Now the HoldTimer is a value that is contained in a field within the BGP OPEN message. The value is negotiated. Again, according to Page 13 of the RFC:

This 2-octet unsigned integer indicates the number of seconds the sender proposes for the value of the Hold Timer. Upon receipt of an OPEN message, a BGP speaker MUST calculate the value of the Hold Timer by using the smaller of its configured Hold Time and the Hold Time received in the OPEN message. The Hold Time MUST be either zero or at least three seconds. An implementation MAY reject connections on the basis of the HoldTime. The calculated value indicates the maximum number of seconds that may elapse between the receipt of successive KEEPALIVE and/or UPDATE messages from the sender.

During other negotiations, as described in the RFC, there are cases where the HoldTime can also be set to a value of up to four minutes in some cases.

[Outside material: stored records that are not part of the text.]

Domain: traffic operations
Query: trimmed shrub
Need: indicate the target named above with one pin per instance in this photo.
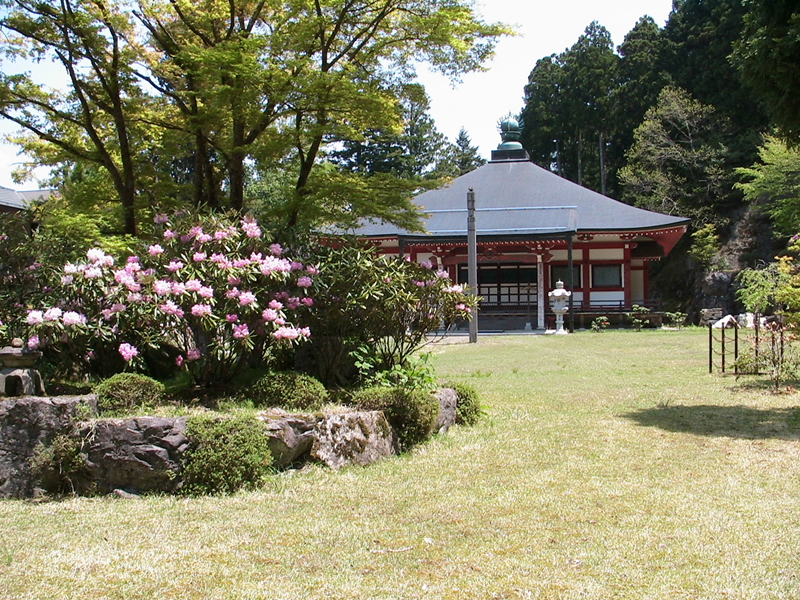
(225, 455)
(59, 467)
(127, 391)
(412, 413)
(289, 390)
(468, 405)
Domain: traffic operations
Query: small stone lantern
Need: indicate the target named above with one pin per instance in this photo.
(559, 303)
(19, 376)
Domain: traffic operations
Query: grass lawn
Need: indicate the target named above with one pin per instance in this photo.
(610, 466)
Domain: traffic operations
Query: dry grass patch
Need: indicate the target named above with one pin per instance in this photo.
(610, 466)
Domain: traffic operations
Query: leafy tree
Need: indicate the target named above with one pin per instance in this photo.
(775, 182)
(677, 162)
(567, 116)
(767, 56)
(95, 121)
(411, 150)
(701, 36)
(181, 97)
(643, 74)
(459, 158)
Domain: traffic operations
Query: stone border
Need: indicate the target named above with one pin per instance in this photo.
(144, 454)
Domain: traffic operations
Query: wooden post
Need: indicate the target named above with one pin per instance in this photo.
(472, 260)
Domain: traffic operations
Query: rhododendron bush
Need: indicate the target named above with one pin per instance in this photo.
(382, 307)
(207, 294)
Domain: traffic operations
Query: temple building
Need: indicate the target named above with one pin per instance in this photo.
(532, 226)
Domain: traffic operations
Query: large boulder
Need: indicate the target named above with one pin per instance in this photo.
(142, 454)
(448, 403)
(291, 436)
(27, 424)
(353, 438)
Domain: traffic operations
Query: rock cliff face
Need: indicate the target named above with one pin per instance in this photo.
(145, 454)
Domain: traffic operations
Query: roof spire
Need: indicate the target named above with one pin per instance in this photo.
(510, 148)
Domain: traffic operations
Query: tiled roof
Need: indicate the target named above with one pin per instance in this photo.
(11, 199)
(538, 202)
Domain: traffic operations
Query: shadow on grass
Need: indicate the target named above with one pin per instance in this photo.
(723, 421)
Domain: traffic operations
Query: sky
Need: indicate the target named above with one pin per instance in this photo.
(477, 103)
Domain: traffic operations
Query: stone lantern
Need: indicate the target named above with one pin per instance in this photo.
(559, 303)
(19, 376)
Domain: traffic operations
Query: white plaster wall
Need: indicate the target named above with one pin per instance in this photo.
(637, 286)
(606, 297)
(563, 255)
(606, 254)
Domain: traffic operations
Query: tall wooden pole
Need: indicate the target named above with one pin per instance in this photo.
(472, 261)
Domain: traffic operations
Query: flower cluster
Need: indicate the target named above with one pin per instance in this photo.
(212, 288)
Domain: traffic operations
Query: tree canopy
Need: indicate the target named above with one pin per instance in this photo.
(179, 101)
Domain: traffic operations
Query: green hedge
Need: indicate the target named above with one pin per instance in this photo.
(225, 455)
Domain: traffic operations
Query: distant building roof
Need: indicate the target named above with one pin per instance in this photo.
(13, 200)
(518, 196)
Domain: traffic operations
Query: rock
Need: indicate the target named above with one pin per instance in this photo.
(291, 436)
(142, 454)
(448, 400)
(28, 423)
(353, 438)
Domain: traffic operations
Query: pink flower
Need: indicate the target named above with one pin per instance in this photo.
(170, 308)
(162, 287)
(53, 314)
(251, 228)
(201, 310)
(73, 318)
(246, 298)
(34, 317)
(96, 255)
(286, 333)
(272, 264)
(127, 351)
(193, 285)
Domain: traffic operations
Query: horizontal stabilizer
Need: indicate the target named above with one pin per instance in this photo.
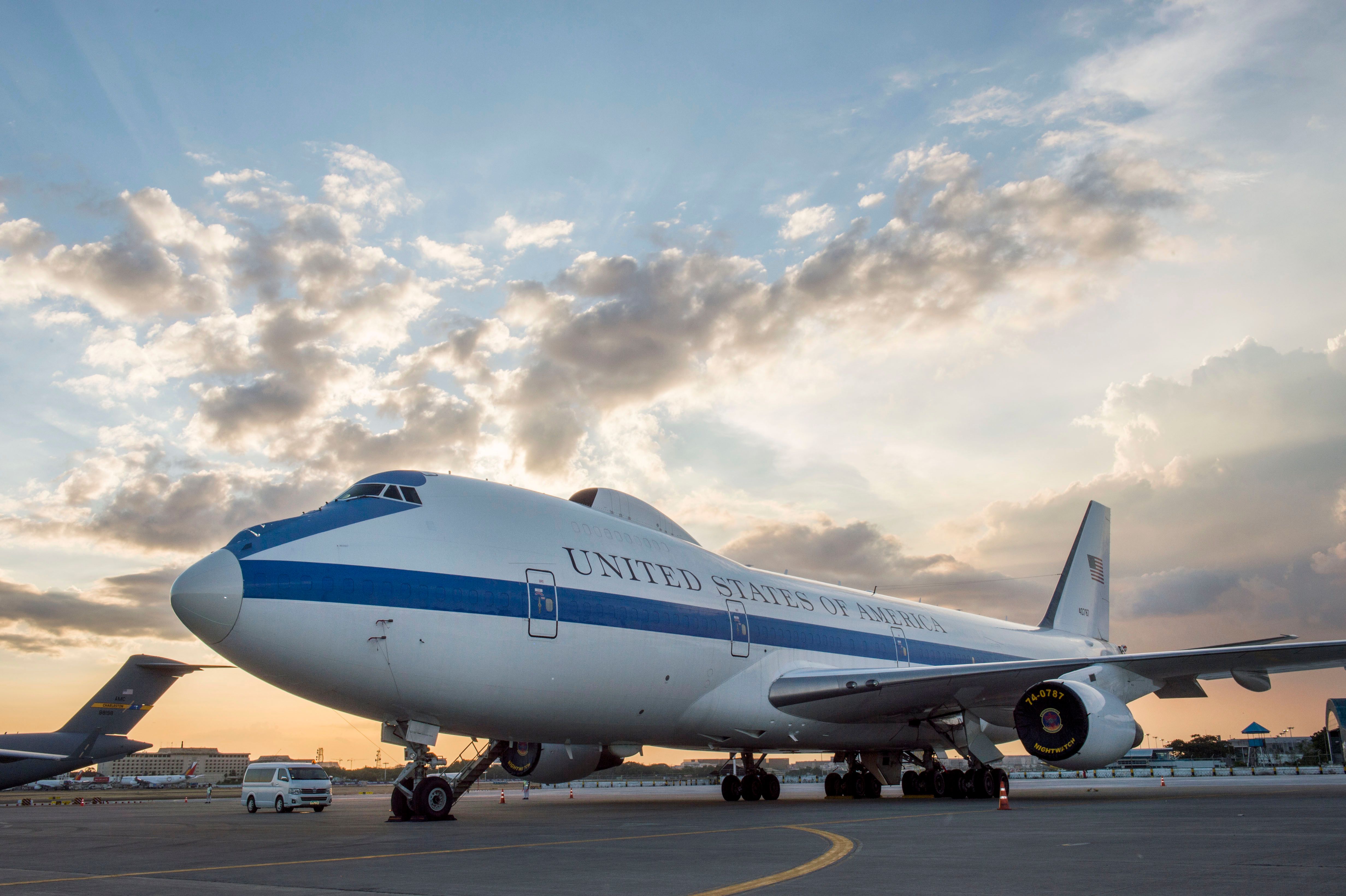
(128, 695)
(29, 754)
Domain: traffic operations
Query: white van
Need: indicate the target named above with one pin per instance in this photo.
(286, 788)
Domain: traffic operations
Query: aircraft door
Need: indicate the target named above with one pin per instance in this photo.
(900, 641)
(383, 657)
(543, 610)
(739, 641)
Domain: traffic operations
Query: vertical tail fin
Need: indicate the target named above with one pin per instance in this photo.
(1080, 603)
(130, 695)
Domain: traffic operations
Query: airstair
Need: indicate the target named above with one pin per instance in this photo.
(480, 758)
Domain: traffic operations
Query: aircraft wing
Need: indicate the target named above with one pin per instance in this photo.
(919, 692)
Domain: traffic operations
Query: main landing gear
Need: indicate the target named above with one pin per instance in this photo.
(979, 782)
(756, 783)
(858, 782)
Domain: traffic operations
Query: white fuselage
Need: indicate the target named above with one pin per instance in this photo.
(424, 614)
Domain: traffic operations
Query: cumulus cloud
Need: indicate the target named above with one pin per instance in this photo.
(614, 330)
(163, 261)
(993, 104)
(315, 375)
(857, 553)
(458, 258)
(800, 221)
(544, 236)
(130, 606)
(363, 182)
(1227, 501)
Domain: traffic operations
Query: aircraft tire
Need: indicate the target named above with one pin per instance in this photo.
(433, 798)
(960, 783)
(402, 806)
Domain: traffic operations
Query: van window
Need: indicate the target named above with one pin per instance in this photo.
(309, 774)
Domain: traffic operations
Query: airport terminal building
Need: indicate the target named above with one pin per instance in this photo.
(212, 765)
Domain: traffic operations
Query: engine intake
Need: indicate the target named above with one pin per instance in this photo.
(1075, 726)
(556, 763)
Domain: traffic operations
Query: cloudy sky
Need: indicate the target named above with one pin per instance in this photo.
(879, 295)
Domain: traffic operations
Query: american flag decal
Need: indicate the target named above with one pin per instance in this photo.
(1095, 568)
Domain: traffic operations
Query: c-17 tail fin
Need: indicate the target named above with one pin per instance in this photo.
(130, 695)
(1080, 603)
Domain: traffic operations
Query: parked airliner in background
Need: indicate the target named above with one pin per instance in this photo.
(162, 781)
(571, 633)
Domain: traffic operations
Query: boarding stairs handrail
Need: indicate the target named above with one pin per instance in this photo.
(477, 766)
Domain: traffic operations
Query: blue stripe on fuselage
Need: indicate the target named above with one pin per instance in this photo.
(415, 590)
(334, 514)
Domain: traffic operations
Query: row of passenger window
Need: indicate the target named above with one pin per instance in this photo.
(622, 617)
(472, 598)
(600, 532)
(380, 490)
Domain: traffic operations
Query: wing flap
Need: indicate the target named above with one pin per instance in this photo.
(879, 695)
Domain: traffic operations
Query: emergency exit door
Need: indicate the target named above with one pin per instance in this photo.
(739, 642)
(900, 642)
(543, 610)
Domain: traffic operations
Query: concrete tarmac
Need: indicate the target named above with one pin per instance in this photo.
(1072, 837)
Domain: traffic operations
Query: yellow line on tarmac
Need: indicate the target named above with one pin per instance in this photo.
(840, 848)
(486, 850)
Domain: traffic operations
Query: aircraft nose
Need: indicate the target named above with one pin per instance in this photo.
(209, 595)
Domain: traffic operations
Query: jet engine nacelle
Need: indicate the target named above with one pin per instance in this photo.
(1073, 726)
(556, 763)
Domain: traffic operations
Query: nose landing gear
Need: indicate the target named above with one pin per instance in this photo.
(756, 783)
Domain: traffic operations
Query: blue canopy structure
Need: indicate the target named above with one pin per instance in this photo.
(1333, 726)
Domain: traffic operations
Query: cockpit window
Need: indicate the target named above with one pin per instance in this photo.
(376, 490)
(364, 490)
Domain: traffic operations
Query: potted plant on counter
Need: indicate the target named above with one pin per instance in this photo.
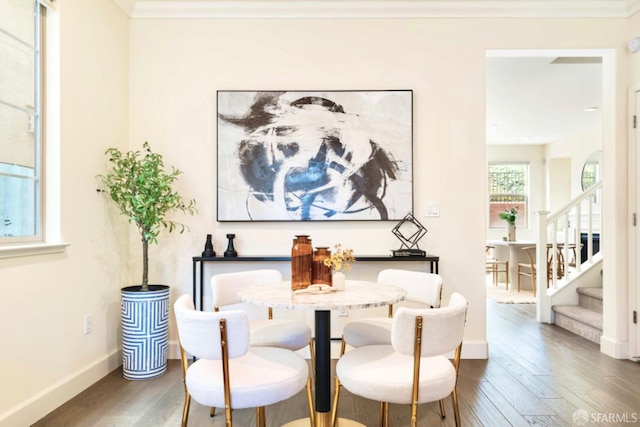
(143, 191)
(510, 216)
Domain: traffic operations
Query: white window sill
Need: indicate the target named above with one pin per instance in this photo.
(14, 251)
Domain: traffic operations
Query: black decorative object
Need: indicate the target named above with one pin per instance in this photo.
(230, 252)
(409, 231)
(208, 248)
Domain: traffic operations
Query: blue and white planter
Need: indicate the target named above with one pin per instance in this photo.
(145, 331)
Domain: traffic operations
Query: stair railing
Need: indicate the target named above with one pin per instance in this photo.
(560, 244)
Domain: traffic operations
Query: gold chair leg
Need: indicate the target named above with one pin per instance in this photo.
(310, 404)
(384, 414)
(260, 418)
(185, 409)
(334, 407)
(442, 413)
(312, 356)
(227, 415)
(414, 414)
(456, 411)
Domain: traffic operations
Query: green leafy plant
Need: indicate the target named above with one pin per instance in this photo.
(510, 215)
(341, 257)
(143, 191)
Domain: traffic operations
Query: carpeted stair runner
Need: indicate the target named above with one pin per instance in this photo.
(584, 319)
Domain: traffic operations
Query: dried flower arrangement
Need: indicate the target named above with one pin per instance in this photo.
(340, 257)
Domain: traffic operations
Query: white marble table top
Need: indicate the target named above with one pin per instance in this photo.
(357, 294)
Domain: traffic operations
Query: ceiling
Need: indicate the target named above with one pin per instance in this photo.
(542, 99)
(148, 9)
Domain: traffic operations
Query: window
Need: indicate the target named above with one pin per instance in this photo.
(508, 188)
(22, 70)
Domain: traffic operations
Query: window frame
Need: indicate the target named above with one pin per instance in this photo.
(37, 124)
(524, 219)
(47, 239)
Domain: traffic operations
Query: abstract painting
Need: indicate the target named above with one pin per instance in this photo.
(314, 155)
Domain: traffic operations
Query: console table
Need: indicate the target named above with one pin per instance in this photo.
(198, 267)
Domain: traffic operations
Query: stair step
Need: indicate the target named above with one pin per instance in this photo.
(590, 298)
(595, 293)
(579, 320)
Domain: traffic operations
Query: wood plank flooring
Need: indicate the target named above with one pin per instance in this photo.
(536, 374)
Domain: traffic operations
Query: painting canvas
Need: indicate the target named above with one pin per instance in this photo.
(314, 155)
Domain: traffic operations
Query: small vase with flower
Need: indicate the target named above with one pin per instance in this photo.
(340, 258)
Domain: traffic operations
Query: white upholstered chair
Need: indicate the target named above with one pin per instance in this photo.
(228, 373)
(414, 368)
(282, 333)
(423, 290)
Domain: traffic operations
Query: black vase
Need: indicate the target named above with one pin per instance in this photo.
(208, 248)
(230, 252)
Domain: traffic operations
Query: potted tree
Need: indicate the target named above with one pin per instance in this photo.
(143, 191)
(510, 216)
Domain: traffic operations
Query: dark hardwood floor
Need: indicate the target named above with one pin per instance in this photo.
(536, 374)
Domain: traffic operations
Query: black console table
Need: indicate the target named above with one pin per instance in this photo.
(198, 266)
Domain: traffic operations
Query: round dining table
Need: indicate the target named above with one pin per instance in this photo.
(357, 294)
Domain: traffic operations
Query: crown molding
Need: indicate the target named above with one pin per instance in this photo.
(377, 9)
(634, 7)
(126, 5)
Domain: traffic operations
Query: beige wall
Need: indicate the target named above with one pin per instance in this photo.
(175, 69)
(534, 155)
(45, 356)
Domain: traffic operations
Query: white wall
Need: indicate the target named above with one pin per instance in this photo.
(534, 155)
(46, 358)
(175, 69)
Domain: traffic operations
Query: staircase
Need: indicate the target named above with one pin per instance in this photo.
(584, 319)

I hope this has been helpful!

Laz

1 Like

@lagapidis: Thanks for the pointer, that answers my question!

Michael

1 Like

Hi all,

I think this is the best explanation I’ve read but still, after this, the OCG, RFC, CBT Nuggets, and other youtube videos, I’m still a little confused about the relationship and interactivity between the Connect and Active states.

From some playing around in GNS3 with debugging and packet captures it seems like there may some relationship between Connect/Active and whether a router becomes the active or passive side of the neighbor negotiation process. Is that on the right track or no?

Other than that it seems kind of random whether a router enters Connect or Active immediately following the Idle state.

Do you know how specific the ENCOR exams are with regard to this type of thing? Generally speaking, compared to prepping for the CCNA, I find myself digging really deep on every subject so far and I’m not sure if that’s the best use of my study time or if I should make myself stop at a certain point and move on.

Hello Aaron

The processes involved in the BGP finite state machine are actually more complicated than those described in the lesson. If you want to get into the full detail, check out Section 8.2.2 Finite State Machine of RFC 4271 that describes the process in detail.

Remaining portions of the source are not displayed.